The first thing you’ll notice inside the box is that special focus was given to the production quality. Not only keeping the classic Cuphead art style intact, but also the high-quality cards, dice, and envelopes- all these ensure this is a game that will stand the test of time.
Any good quest must involve daring and risks, and Cuphead has never been an exception. The hallmark of the video game was precision movement and timing along with pattern recognition and patience. Pat Marino’s tabletop variant trades the fearless jumping and movement for press your luck dice rolls alongside a punishingly cruel timer. If you opt into downloading the Cuphead app onto your smart device, it will track a 10, 15, or 20 second timer for you, along with easy scoring. Ultimately, you could forego the recommended timer altogether and opt for an easier window- say 30 seconds- for younger or more inexperienced players. After all, it’s your game.
Additionally, The Op has provided players with a pack of save sheets in the box, which let you “save” your game between sessions, noting boss progress, equipment, coins, and any other notes you wish to keep.
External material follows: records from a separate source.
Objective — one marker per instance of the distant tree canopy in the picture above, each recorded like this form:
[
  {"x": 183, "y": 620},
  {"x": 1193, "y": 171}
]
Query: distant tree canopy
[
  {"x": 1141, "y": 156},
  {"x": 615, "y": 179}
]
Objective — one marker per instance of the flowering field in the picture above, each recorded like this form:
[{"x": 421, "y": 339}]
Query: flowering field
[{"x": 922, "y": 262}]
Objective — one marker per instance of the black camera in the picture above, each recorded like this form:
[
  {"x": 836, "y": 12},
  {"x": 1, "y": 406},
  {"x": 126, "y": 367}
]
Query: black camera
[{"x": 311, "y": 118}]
The attention paid overall to making the board game experience mirror the digital version is really very clever, and ensures that fans of the original will have plenty to like about this more analog setup.
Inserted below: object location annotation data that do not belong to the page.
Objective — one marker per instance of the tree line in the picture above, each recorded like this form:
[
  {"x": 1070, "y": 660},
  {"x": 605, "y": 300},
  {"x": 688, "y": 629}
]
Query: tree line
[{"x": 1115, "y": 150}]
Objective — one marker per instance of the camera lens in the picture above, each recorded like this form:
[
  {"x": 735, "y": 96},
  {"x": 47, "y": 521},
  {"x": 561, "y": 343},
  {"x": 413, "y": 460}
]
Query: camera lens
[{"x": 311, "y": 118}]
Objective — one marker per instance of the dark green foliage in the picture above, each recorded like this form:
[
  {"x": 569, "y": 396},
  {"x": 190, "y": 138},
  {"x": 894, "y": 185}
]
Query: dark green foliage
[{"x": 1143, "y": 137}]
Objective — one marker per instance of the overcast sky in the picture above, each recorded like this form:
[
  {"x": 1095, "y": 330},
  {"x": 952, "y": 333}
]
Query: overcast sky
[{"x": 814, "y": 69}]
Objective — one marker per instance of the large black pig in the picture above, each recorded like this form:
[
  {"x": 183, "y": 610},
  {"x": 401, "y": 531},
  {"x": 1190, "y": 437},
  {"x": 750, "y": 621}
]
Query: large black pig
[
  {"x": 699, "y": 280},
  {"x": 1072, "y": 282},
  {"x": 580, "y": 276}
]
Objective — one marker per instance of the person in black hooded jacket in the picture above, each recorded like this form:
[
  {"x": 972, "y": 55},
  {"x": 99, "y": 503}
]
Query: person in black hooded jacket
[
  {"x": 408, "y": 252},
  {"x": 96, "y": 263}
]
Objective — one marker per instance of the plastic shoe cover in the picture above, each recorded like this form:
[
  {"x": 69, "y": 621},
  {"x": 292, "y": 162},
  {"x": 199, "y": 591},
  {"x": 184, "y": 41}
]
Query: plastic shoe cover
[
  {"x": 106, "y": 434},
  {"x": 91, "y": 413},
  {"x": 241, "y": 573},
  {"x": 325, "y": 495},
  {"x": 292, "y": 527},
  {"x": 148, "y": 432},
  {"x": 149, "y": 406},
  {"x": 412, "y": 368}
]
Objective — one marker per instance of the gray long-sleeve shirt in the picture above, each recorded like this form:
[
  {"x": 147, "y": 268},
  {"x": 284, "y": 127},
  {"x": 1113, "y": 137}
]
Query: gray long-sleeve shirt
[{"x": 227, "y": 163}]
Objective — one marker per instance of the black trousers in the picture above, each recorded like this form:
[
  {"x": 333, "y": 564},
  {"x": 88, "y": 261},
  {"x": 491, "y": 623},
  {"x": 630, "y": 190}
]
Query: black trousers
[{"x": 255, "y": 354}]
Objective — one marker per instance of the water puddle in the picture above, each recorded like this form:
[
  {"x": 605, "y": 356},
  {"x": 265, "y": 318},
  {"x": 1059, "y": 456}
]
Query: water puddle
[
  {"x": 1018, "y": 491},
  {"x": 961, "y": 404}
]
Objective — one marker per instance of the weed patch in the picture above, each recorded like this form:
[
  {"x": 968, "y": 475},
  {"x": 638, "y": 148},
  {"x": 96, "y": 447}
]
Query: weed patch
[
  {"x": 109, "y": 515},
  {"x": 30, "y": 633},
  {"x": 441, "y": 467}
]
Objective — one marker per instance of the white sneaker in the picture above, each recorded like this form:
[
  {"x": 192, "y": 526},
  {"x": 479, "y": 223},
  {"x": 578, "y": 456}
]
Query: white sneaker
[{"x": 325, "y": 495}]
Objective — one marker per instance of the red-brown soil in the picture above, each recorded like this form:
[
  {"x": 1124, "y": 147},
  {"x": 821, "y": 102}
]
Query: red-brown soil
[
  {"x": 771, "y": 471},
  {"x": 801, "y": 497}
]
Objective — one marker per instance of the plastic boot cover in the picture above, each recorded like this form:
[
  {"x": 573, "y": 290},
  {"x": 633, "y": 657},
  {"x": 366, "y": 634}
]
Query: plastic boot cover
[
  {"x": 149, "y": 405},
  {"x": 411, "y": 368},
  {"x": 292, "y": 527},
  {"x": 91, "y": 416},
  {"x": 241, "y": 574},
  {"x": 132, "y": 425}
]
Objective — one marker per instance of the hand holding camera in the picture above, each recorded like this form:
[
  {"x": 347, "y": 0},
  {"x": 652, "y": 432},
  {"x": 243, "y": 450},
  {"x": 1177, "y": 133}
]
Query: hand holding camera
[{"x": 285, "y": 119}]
Repeat this process as necessary until either you or your chosen enemy is composted. If it’s you that ends up at zero health, your friends at the table can revive you by spending some of their hard-won parry tokens, but if there’s none to spare and even one of you falls, that’s the game, and you’ll give the devil his due. Much like the video game, expect this to happen early and often until you get the hang of the game, and how best to help each other across the line. Another outstanding analogue of the tabletop experience is the difficulty that you’d expect from something with the Cuphead name. Work together, stay patient, and your efforts will be rewarded not only with fancy equipment from Porkrind’s emporium, but by knowing that at the end of the day, friendship is the real weapon.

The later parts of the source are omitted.